No primeiro caso – que talvez tenha sido vivido por muitos de nós como alunos -, o professor teve trabalho, levando os textos para casa e corrigindo-os um a um, mas os alunos, que apenas os receberam, só olham e guardam, ficando contentes ou chateados, conforme o conceito tenha sido bom ou não e as marcas poucas ou muitas. E os alunos com dificuldade(s), a cada texto recebido com o mesmo conceito e as constantes marcas, ficam se perguntando sobre o que fazer e como melhorar, já que, apesar do esforço, muitas vezes, repetem o desempenho. Sim, porque alguns erros, talvez os de atenção, até poderão ser reconhecidos, mas a maioria, que se refere ao que o aluno não sabe (e por isso errou!), dificilmente poderá ser corrigida por ele sozinho e muito menos a simples correção do professor irá contribuir para alguma aprendizagem que supere essa(s) dificuldade(s). Para que serviria, então, a avaliação? Nesse caso, somente para qualificar, classificar, certificar e/ou selecionar.
No segundo caso, no entanto, podemos vislumbrar realmente o ensino e, portanto, a possibilidade de alguma aprendizagem, pois apenas “passar uma tarefa e depois corrigi-la” não é ensinar. Ensinar é mostrar como se faz, é oferecer situações para que o aluno interaja com o objeto de estudo e se faça perguntas, é orientar suas experiências, acompanhar suas hipóteses, formulações e novas tentativas, é desafiar a cada passo, com um desafio do tamanho certo, é auxiliar e dar a mão para o aluno avançar e perceber esse avanço com satisfação.
É somente revisando junto, discutindo, usando pautas e critérios claros, de preferência elaborados com o próprio aluno, e/ou aulas específicas sobre determinadas ocorrências ortográficas, gramaticais, estruturais e de linguagem, intercaladas com as discussões, que ele irá construir conhecimentos necessários para realmente avançar, de modo a, gradativamente, ter condições de se autoavaliar, inclusive enquanto escreve, de revisar seu texto, de buscar referências em fontes seguras que aprendeu a utilizar, ou seja, de se autorregular.
Em outras palavras, se acreditamos que a avaliação pode servir também para aprender e ser formadora, é preciso a participação ativa do aluno e um trabalho ágil, diversificado e persistente dos professores em aula, com os alunos, apontando, questionando, informando, desafiando, trazendo modelos e exercícios de sistematização de determinadas habilidades e conhecimentos relacionados.
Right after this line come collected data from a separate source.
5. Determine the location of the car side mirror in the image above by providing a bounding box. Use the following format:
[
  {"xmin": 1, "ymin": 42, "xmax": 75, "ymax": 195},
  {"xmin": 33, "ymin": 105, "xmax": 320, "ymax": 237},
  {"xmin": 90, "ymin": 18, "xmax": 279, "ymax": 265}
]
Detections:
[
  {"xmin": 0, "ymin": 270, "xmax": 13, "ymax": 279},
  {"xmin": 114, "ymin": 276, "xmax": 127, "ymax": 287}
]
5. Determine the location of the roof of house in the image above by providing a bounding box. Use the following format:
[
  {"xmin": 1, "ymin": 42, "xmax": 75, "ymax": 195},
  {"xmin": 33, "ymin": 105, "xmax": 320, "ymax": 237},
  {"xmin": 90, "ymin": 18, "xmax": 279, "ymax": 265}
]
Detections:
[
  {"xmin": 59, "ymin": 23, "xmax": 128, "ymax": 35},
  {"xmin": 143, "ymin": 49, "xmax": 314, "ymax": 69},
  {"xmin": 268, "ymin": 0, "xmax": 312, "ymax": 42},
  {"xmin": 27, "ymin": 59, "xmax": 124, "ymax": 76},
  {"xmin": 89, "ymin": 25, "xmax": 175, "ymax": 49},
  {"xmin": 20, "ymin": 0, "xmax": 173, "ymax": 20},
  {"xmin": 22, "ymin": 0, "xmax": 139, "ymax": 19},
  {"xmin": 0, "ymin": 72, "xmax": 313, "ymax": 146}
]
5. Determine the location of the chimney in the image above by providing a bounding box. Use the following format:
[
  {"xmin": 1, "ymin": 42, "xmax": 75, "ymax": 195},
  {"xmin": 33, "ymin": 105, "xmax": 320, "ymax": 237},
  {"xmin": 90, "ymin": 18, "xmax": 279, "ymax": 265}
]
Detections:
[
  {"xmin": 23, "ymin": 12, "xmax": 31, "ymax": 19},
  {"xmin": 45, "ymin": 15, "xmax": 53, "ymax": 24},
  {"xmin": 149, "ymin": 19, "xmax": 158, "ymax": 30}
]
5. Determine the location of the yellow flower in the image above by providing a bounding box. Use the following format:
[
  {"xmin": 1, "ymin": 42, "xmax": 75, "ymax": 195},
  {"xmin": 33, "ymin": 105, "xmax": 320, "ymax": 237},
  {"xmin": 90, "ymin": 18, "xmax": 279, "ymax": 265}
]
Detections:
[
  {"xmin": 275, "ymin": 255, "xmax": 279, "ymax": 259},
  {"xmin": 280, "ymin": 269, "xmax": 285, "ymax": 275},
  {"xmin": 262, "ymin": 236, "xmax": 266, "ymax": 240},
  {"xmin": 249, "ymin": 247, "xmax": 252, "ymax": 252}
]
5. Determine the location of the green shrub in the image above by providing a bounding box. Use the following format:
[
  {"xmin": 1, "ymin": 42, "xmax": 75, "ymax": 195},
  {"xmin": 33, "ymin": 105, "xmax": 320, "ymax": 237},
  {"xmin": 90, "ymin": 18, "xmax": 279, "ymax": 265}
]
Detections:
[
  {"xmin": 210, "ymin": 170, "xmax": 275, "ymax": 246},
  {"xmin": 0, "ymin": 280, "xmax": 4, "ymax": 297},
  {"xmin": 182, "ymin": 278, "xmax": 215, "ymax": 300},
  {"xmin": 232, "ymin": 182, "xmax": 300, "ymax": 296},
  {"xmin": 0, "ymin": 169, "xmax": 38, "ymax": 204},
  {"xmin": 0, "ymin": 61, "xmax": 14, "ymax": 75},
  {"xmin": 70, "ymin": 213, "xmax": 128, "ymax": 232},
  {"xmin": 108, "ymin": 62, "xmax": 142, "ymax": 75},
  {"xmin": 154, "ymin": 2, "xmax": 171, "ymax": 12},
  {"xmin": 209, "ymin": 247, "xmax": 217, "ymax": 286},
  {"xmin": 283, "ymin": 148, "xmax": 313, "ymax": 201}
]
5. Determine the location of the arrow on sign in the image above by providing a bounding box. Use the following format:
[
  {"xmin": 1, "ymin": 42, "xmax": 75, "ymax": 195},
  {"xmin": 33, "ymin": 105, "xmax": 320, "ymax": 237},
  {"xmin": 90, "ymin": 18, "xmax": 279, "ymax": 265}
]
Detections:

Sem falar, é claro, na necessidade de contextualizar e dar sentido a essas escritas e seus objetivos.
Notas:
(1) O mesmo curso foi realizado pela profª Caliana e outros professores da equipe realizaram outros cursos, sobre diferentes temas, na mesma modalidade: Nicole estudou sobre “Situações de pesquisa na educação infantil”, Jéssica sobre “O encontro de Piaget e Vygotsky na sala de aula” e Rafael sobre “Brincar: os espaços e as intervenções do professor para a construção de um ambiente lúdico de qualidade”. Já as Jornadas (4 no ano), que trataram de “Condições para um ambiente favorável ao ensino e à aprendizagem”, discutindo a formação do professor dentro dessa perspectiva, o clima escolar e a educação sociomoral, foram realizadas pela coordenadora Michele e pelas professoras Márcia e Ana Carolina.
(2) Sanmartí, Neus. Avaliar para aprender. POA, Artmed, 2009. Cap. 1: A avaliação é o motor da aprendizagem, pág. 21.